Metabolic Engineering of Raoultella ornithinolytica BF60 for Production of 2,5-Furandicarboxylic Acid from 5-Hydroxymethylfurfural

Abstract

2,5-Furandicarboxylic acid (FDCA) is an important renewable biotechnological building block because it serves as an environmentally friendly substitute for terephthalic acid in the production of polyesters. Currently, FDCA is produced mainly via chemical oxidation, which can cause severe environmental pollution. In this study, we developed an environmentally friendly process for the production of FDCA from 5-hydroxymethyl furfural (5-HMF) using a newly isolated strain, Raoultella ornithinolytica BF60. First, R. ornithinolytica BF60 was identified by screening and was isolated. Its maximal FDCA titer was 7.9 g/liter, and the maximal molar conversion ratio of 5-HMF to FDCA was 51.0% (mol/mol) under optimal conditions (100 mM 5-HMF, 45 g/liter whole-cell biocatalyst, 30°C, and 50 mM phosphate buffer [pH 8.0]). Next, dcaD, encoding dicarboxylic acid decarboxylase, was mutated to block FDCA degradation to furoic acid, thus increasing FDCA production to 9.2 g/liter. Subsequently, aldR, encoding aldehyde reductase, was mutated to prevent the catabolism of 5-HMF to HMF alcohol, further increasing the FDCA titer, to 11.3 g/liter. Finally, the gene encoding aldehyde dehydrogenase 1 was overexpressed.
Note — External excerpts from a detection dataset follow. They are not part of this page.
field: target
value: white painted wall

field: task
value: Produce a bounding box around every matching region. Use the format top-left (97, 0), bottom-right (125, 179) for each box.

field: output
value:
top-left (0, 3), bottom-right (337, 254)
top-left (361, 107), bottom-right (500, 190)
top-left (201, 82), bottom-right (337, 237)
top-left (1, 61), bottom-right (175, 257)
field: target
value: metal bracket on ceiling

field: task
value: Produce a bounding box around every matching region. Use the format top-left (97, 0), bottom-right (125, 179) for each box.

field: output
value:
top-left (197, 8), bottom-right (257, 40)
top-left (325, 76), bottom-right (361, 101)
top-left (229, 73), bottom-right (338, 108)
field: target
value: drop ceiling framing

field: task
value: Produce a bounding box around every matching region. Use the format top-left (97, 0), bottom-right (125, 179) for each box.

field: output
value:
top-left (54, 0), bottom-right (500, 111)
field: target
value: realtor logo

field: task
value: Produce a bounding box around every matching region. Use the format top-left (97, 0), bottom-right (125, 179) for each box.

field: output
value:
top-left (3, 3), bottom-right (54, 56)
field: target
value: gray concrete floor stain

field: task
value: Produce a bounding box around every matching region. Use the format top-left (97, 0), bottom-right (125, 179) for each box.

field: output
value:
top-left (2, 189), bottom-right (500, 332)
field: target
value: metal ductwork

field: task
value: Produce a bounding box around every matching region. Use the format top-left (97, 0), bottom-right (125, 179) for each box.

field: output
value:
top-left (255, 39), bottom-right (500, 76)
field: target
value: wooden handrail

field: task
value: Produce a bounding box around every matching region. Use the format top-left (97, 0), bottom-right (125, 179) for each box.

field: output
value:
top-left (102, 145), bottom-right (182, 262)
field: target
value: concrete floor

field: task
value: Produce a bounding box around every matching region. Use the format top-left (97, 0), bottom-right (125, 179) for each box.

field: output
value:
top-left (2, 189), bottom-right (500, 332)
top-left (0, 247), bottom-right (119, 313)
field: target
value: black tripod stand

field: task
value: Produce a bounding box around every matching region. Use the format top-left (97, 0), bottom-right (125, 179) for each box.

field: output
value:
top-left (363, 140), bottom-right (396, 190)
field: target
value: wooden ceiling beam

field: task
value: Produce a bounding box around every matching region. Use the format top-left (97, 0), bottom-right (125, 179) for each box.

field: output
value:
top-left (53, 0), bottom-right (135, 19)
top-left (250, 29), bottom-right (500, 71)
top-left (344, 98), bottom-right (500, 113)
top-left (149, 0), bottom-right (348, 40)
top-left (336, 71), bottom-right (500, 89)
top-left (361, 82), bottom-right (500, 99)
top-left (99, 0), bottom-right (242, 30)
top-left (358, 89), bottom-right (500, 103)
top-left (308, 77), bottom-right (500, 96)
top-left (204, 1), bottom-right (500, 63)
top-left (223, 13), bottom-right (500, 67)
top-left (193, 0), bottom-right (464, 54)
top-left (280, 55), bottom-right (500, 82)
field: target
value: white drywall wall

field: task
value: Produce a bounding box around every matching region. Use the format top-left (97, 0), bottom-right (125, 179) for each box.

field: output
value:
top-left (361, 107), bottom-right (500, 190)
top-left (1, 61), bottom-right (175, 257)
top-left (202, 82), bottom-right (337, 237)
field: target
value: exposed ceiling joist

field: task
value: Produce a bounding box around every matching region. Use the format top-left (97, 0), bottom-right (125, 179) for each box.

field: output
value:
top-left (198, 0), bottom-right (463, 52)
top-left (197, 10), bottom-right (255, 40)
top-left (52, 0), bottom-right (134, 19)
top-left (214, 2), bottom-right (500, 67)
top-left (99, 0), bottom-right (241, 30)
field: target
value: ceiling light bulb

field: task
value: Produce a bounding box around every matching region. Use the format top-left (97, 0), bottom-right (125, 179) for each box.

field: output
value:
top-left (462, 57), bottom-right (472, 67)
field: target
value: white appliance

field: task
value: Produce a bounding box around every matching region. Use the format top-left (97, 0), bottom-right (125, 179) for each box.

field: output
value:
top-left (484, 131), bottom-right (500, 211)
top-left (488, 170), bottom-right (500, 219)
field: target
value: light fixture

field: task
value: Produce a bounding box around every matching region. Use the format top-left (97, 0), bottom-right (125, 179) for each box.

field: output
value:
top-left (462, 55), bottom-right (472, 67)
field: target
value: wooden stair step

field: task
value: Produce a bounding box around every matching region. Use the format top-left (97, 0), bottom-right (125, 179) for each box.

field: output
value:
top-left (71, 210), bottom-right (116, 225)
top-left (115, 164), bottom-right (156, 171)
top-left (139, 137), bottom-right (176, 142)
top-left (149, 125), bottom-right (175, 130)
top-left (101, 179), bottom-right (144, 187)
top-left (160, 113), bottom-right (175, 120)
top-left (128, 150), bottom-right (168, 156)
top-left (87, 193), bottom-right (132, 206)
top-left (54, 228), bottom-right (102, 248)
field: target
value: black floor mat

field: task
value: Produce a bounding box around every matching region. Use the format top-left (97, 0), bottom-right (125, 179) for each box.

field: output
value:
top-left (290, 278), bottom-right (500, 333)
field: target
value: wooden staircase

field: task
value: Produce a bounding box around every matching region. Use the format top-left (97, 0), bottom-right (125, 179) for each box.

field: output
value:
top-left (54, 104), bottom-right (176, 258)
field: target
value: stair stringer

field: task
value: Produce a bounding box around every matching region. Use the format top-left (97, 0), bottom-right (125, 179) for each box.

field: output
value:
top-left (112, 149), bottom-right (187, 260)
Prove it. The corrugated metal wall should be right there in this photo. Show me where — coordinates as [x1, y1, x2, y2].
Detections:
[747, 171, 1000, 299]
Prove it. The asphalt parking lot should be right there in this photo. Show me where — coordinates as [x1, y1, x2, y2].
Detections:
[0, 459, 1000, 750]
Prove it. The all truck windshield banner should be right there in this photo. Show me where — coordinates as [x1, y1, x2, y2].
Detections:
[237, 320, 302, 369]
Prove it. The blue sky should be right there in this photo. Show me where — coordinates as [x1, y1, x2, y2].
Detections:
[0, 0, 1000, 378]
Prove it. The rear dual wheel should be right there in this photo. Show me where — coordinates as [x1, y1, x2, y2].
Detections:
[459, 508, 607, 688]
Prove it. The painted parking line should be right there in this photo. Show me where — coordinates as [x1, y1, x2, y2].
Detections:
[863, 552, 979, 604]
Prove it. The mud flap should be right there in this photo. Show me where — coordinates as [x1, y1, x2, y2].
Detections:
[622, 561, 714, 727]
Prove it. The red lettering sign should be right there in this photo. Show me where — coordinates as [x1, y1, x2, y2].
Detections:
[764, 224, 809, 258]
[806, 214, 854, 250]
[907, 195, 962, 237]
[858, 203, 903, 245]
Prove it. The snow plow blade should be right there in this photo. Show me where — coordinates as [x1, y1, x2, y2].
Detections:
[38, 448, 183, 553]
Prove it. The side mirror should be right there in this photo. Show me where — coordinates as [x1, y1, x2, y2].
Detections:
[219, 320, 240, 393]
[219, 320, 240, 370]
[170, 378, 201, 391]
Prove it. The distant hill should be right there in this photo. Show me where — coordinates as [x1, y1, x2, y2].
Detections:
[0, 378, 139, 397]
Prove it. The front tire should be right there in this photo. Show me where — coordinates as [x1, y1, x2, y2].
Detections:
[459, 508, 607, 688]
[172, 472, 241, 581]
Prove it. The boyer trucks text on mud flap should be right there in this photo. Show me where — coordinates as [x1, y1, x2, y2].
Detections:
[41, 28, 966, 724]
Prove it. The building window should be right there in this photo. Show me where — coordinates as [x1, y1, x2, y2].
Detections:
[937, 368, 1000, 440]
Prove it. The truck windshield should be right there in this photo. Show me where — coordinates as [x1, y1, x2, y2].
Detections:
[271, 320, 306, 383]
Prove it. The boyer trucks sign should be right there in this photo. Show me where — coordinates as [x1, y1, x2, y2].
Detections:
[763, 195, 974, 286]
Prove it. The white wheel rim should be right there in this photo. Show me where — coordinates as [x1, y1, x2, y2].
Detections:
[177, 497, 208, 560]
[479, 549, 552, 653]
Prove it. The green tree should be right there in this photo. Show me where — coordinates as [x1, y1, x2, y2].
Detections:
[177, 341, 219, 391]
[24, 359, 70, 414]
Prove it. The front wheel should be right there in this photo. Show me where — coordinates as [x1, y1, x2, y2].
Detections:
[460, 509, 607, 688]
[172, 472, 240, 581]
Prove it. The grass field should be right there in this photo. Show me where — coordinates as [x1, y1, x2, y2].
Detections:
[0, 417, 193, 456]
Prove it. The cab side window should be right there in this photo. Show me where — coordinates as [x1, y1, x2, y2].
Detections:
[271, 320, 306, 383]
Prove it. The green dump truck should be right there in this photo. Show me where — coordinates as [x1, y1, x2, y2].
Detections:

The FDCA titer increased to 13.9 g/liter, 1.7 times that of the wild-type strain, and the molar conversion ratio increased to 89.0%.

Importance: In this work, we developed an ecofriendly bioprocess for green production of FDCA in engineered R. ornithinolytica This report provides a starting point for further metabolic engineering aimed at a process for industrial production of FDCA using R. ornithinolytica.

Keywords: 2,5-furandicarboxylic acid; 5-hydroxymethyl furfural; Raoultella ornithinolytica BF60; metabolic engineering; whole-cell biocatalyst.

FIG 1

Metabolic pathway of 5-HMF and FDCA in R. ornithinolytica BF60. CoA, coenzyme A.

FIG 2

LC-MS analysis and UPLC-ESI-TOF-MS analysis of FDCA produced by R. ornithinolytica BF60 strains. (A) Selected-ion chromatogram analysis of FDCA (m/z 155.0 [M − H]⁻) produced by the authentic FDCA standard. (B) Selected-ion chromatogram analysis of FDCA (m/z 155.0 [M − H]⁻) produced by R. ornithinolytica BF60. (C) UPLC trace for authentic standard of FDCA (Rt = 4.65). (D) UPLC trace for FDCA produced by R. ornithinolytica BF60 (Rt = 4.61). Rt, retention time.

FIG 3

Influence of pH, temperature, substrate concentration, and cell concentration on whole-cell catalytic activity. (A) Influence of pH on the production rate. (B) Influence of temperature on the production rate. (C) Influence of substrate concentration on the production rate. (D) Effects of the biocatalyst concentration on the production rate. The data shown represent the averages ± standard deviations (SD) of results of three independent replicates.

FIG 4

Activity of FDCA decarboxylase (gray bar) and 5-HMF reductase (white bar) in the wild-type strain, the dicarboxylic acid decarboxylase mutant (RTBF60-1), and the dicarboxylic acid decarboxylase and aldehyde reductase mutant (RTBF60-2). The data shown represent the averages ± SD of results of three independent replicates.

FIG 5

Effect of mutagenesis on the molar conversion efficiency and time profile for product formation. (A) Efficiency of conversion of different mutant and overexpressed strains from 5-HMF to FDCA production (mol/mol). (B) Time profile for the production of FDCA from 100 mM 5-HMF by different whole-cell biocatalysts. Wild type, ○; RTBF60-1, ■; RTBF60-2, Δ; RTBF60-3, •. Data were analyzed using the Student t test. P values of less than 0.05 were considered statistically significant (the P value for comparisons of the wild type to the RTBF60-1 strain was 0.0004; the P value for comparisons of the wild type to the RTBF60-2 strain was 0.0002; and the P value for comparisons of the wild type to the RTBF60-3 strain was 0.0004). The data shown represent the averages ± SD of results of three independent replicates.